LIVRE IX - La légende de Corvinus
L'histoire de Marcus Valerius (IX, 40), jeune officier romain du IVᵉ siècle av. J.-C., qui affronta en combat singulier un chef gaulois. Alors qu'il acceptait le duel, un corbeau vint se poser sur son casque, puis se mit à harceler le Gaulois en lui picorant le visage pendant le combat. Profitant de cette aide inattendue, Marcus Valerius remporta la victoire. Ce prodige fut interprété comme un signe divin, et on lui donna dès lors le surnom de Corvinus (du latin corvus, "corbeau")(2).
(2) L'épisode de Marcus Valerius Corvinus (combat singulier contre un Gaulois aidé par un corbeau) est mentionné par un grand nombre d'auteurs antiques, ce qui atteste de sa forte diffusion. (voir : La légende de Marcus Valerius Corvinus).
LIVRE XV - Petorritum
Aulu-Gelle évoque le terme petorritum, désignant un type de char. Il rapporte qu'un interlocuteur soutenait une origine grecque du mot, mais il rejette cette interprétation. S'appuyant sur l'autorité de Varro, il affirme que petorritum est un mot gaulois(3) (transalpin), passé dans l'usage latin. Il souligne que certains auteurs l'ont mal expliqué, preuve d'une méconnaissance des langues locales (XV, 30). Le passage illustre ainsi l'attention d'Aulu-Gelle aux questions d'étymologie et d'emprunts linguistiques, notamment issus du gaulois.

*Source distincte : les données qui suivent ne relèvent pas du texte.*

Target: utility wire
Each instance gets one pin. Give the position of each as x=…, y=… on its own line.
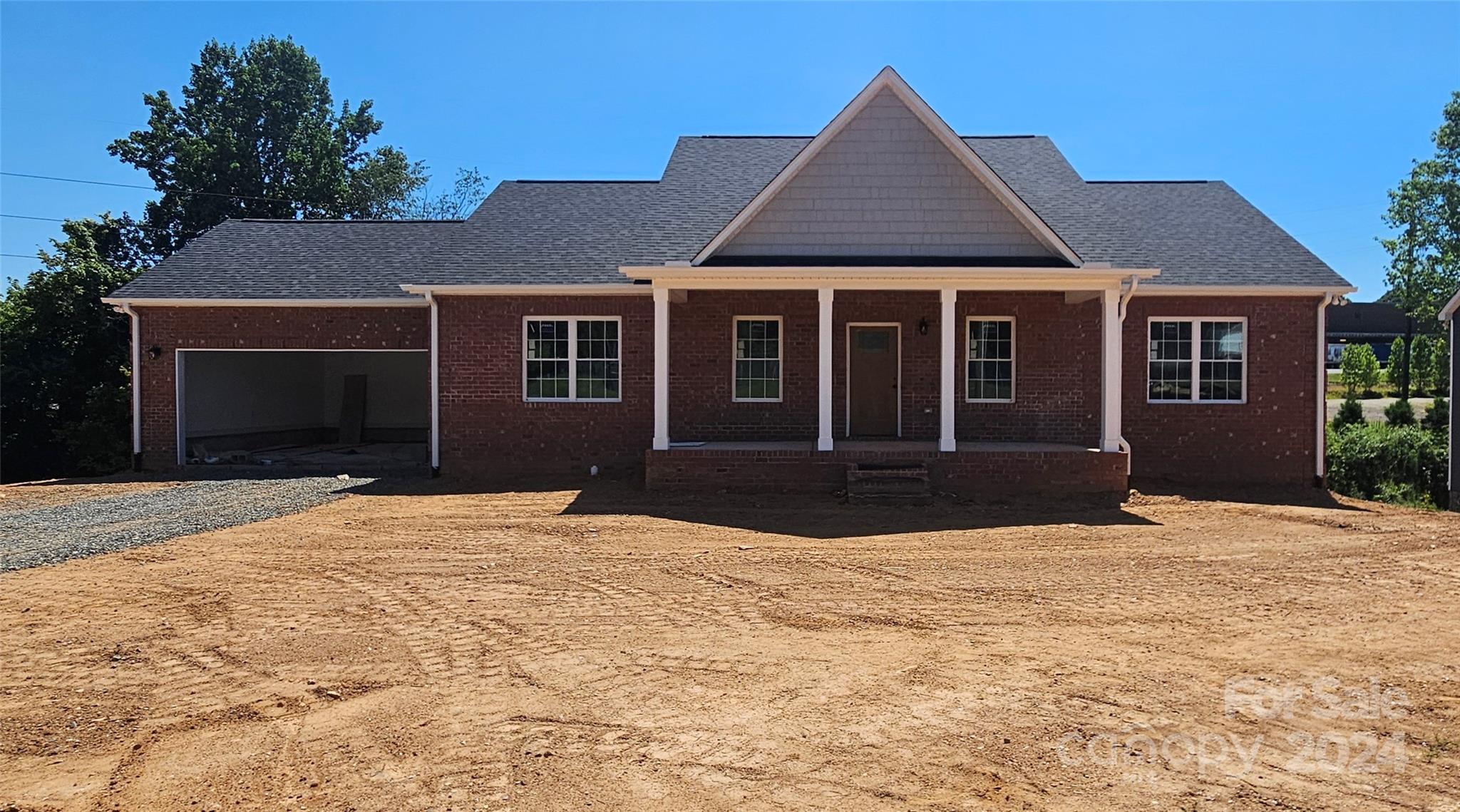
x=148, y=187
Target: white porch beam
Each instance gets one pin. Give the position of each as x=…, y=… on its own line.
x=660, y=369
x=1110, y=371
x=824, y=441
x=948, y=323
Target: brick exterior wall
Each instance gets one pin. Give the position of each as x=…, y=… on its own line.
x=1266, y=440
x=252, y=327
x=488, y=430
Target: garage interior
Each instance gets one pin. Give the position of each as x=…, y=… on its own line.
x=329, y=411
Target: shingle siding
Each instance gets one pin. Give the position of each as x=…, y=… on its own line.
x=885, y=186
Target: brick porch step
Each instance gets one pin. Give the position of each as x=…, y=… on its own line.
x=890, y=483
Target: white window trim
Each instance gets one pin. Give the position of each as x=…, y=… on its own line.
x=1014, y=358
x=780, y=356
x=572, y=358
x=1196, y=356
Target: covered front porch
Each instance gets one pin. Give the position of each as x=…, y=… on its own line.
x=784, y=379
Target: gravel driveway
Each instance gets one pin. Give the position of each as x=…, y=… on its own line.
x=50, y=535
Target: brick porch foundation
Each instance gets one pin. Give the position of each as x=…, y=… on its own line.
x=983, y=469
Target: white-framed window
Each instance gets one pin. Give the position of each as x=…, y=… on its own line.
x=1196, y=359
x=990, y=359
x=571, y=356
x=756, y=358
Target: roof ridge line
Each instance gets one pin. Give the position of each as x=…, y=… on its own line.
x=590, y=180
x=338, y=221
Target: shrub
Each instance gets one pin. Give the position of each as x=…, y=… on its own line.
x=1358, y=369
x=1437, y=418
x=1440, y=366
x=1350, y=413
x=1399, y=413
x=1373, y=459
x=1397, y=359
x=1421, y=356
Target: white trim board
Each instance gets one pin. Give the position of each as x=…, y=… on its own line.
x=1157, y=289
x=607, y=289
x=398, y=302
x=888, y=79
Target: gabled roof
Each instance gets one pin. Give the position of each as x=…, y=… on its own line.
x=580, y=232
x=890, y=82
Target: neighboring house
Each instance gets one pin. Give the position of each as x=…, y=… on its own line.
x=1369, y=323
x=1450, y=317
x=768, y=313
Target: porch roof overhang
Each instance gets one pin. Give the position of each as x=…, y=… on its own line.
x=887, y=278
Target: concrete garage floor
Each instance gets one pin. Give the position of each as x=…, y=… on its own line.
x=431, y=647
x=361, y=459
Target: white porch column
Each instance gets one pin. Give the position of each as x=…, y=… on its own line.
x=1110, y=371
x=947, y=390
x=660, y=369
x=824, y=441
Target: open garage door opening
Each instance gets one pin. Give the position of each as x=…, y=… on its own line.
x=319, y=411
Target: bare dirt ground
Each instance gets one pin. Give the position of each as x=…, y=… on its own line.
x=558, y=650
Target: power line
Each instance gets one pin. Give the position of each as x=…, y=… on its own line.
x=148, y=187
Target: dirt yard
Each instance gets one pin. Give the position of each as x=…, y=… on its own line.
x=606, y=650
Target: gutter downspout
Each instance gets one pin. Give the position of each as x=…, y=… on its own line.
x=436, y=389
x=1320, y=433
x=136, y=384
x=1124, y=304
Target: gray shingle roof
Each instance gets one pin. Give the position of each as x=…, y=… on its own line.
x=582, y=231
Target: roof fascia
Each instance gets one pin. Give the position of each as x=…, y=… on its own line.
x=611, y=289
x=1451, y=307
x=146, y=302
x=890, y=79
x=1244, y=289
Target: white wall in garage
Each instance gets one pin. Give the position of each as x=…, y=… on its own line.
x=246, y=392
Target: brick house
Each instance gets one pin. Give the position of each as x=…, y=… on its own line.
x=768, y=313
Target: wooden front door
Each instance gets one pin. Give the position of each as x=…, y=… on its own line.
x=872, y=381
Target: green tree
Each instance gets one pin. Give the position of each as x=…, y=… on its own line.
x=1358, y=369
x=1421, y=359
x=456, y=203
x=1440, y=366
x=259, y=136
x=1424, y=209
x=1397, y=371
x=65, y=355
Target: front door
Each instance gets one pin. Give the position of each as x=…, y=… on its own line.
x=872, y=381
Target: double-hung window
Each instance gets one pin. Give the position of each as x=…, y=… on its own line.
x=758, y=358
x=571, y=358
x=990, y=359
x=1198, y=359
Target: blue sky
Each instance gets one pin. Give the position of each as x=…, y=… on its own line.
x=1310, y=110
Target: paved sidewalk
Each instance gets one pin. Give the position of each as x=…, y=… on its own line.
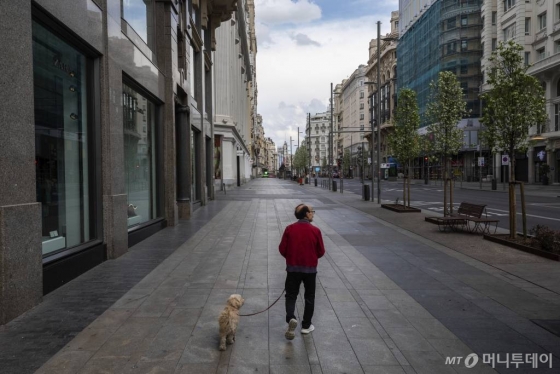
x=392, y=297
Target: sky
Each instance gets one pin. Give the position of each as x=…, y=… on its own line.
x=303, y=47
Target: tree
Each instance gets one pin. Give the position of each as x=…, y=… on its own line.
x=514, y=103
x=445, y=109
x=405, y=140
x=324, y=164
x=346, y=161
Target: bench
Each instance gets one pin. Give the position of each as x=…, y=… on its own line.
x=466, y=214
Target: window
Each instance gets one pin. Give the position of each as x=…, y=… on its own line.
x=541, y=54
x=139, y=15
x=508, y=4
x=62, y=150
x=542, y=21
x=509, y=32
x=139, y=157
x=451, y=23
x=451, y=48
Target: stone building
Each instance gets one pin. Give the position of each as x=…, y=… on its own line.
x=388, y=91
x=107, y=130
x=536, y=26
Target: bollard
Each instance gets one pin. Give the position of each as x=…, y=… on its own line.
x=365, y=192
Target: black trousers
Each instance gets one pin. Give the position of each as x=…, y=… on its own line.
x=293, y=281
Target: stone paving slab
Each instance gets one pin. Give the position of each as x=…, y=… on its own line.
x=389, y=300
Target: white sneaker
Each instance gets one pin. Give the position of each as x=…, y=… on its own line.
x=308, y=330
x=290, y=334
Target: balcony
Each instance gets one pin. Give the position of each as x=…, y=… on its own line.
x=547, y=63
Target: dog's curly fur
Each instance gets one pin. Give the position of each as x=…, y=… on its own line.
x=229, y=318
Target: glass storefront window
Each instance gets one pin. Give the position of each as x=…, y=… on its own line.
x=61, y=141
x=139, y=154
x=139, y=15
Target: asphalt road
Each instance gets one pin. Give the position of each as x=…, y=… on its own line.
x=540, y=209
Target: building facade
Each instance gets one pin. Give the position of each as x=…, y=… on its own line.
x=445, y=35
x=353, y=116
x=387, y=90
x=536, y=26
x=107, y=131
x=317, y=132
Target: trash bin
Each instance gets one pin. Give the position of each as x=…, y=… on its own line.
x=365, y=192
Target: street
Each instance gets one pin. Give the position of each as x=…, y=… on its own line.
x=543, y=210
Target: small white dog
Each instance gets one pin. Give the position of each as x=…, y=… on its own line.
x=229, y=318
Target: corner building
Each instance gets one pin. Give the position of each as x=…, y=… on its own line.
x=106, y=119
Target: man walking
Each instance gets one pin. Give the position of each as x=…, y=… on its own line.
x=301, y=246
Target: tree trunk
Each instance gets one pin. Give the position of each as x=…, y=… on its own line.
x=523, y=215
x=404, y=187
x=512, y=207
x=445, y=211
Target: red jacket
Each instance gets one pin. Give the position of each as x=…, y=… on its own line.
x=302, y=246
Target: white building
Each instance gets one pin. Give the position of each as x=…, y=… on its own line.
x=235, y=98
x=536, y=26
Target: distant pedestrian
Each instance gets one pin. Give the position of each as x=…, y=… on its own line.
x=302, y=246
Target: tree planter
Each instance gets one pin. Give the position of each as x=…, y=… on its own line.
x=400, y=208
x=504, y=239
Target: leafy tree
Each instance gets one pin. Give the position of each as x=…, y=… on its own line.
x=445, y=109
x=514, y=103
x=405, y=141
x=301, y=158
x=346, y=161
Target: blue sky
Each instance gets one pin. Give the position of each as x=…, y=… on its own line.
x=303, y=46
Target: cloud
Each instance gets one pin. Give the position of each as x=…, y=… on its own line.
x=277, y=12
x=303, y=40
x=293, y=81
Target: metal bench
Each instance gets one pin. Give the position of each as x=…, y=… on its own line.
x=466, y=215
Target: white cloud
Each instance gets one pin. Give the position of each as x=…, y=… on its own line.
x=302, y=39
x=277, y=12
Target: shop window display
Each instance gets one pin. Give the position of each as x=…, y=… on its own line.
x=61, y=141
x=139, y=153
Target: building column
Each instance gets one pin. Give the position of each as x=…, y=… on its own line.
x=183, y=164
x=21, y=267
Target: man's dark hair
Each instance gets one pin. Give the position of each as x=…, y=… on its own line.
x=301, y=211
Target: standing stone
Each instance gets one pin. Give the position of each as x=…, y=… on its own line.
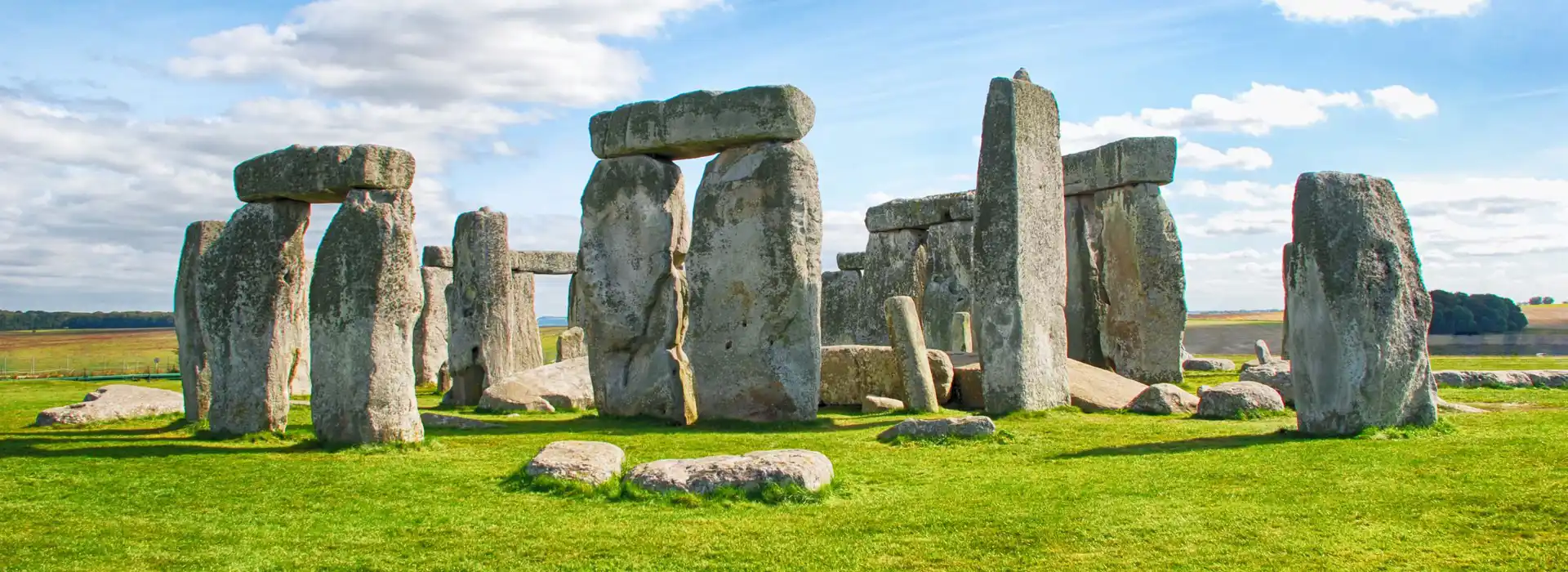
x=756, y=286
x=250, y=314
x=195, y=375
x=630, y=290
x=1358, y=307
x=364, y=300
x=898, y=264
x=908, y=346
x=430, y=331
x=1019, y=249
x=479, y=311
x=841, y=306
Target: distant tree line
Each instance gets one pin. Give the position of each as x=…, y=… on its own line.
x=83, y=320
x=1455, y=312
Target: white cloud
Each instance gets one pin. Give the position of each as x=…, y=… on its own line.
x=1404, y=104
x=1387, y=11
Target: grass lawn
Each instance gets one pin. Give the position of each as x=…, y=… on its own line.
x=1068, y=491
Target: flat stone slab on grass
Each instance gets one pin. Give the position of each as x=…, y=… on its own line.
x=110, y=403
x=971, y=427
x=586, y=461
x=746, y=472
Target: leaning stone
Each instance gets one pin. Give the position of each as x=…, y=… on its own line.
x=322, y=174
x=112, y=403
x=545, y=262
x=1019, y=251
x=920, y=213
x=252, y=315
x=364, y=302
x=587, y=461
x=1235, y=399
x=1358, y=309
x=1164, y=400
x=756, y=286
x=703, y=123
x=1121, y=163
x=630, y=288
x=791, y=466
x=195, y=375
x=971, y=427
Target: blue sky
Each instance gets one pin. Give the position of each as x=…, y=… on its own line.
x=119, y=121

(3) Origine gauloise également chez Festus. On peut raisonnablement supposer que Festus comme Aulu-Gelle tiennent cette information de la tradition varronienne (directement ou via Verrius Flaccus), dans la mesure où aucun lien de dépendance textuelle n'est attesté entre leurs oeuvres. Leur convergence semble donc résulter d'une source commune - probablement Varro - plutôt que d'un emprunt mutuel.
LIVRE XVII - L'ellébore blanc
Nous y apprenons aussi que les Gaulois trempaient leurs flèches de chasse dans l'ellébore blanc pour attendrir la viande du gibier. Conscients de sa toxicité, ils découpaient ensuite la chair autour de la blessure afin d'éliminer la zone contaminée (XVII, 15). Ce témoignage montre qu'ils connaissaient les effets nocifs de la plante et savaient les maîtriser, ce qui suggère non seulement un usage du poison à des fins cynégétiques, mais aussi une connaissance empirique de ses propriétés thérapeutiques. (Pierre Louarn pour l'Arbre Celtique).
Sources
• E. Bury, (2000) - "La culture de l'érudition à Rome à l'époque antonine", Cahiers des Études Anciennes, vol. 36, p. 89-104.
• P. Cordier, (2009) - "La construction du savoir chez Aulu-Gelle", Revue des Études Latines, vol. 87, Paris, p. 245-260.
• R. Marache, (1964) - Études sur Aulu-Gelle et la vie intellectuelle au IIᵉ siècle après J.-C., Paris, Éditions Klincksieck, 342 p.
• C. Miotti, (1992) - "Aulu-Gelle et la tradition érudite latine", Latomus, vol. 51, Bruxelles, p. 809-828.
• J.-M. Pailler, (1997) - "De Favorinus à Aulu-Gelle : philosophie et mémoire dans les Nuits Attiques", Pallas, n° 46, Toulouse, p. 157-170.
• J.-C. Thibault, (1986) - "Aulu-Gelle et l'écriture fragmentaire : érudition et anecdote", Revue des Études Anciennes, vol. 88/1, Bordeaux, p. 31-52.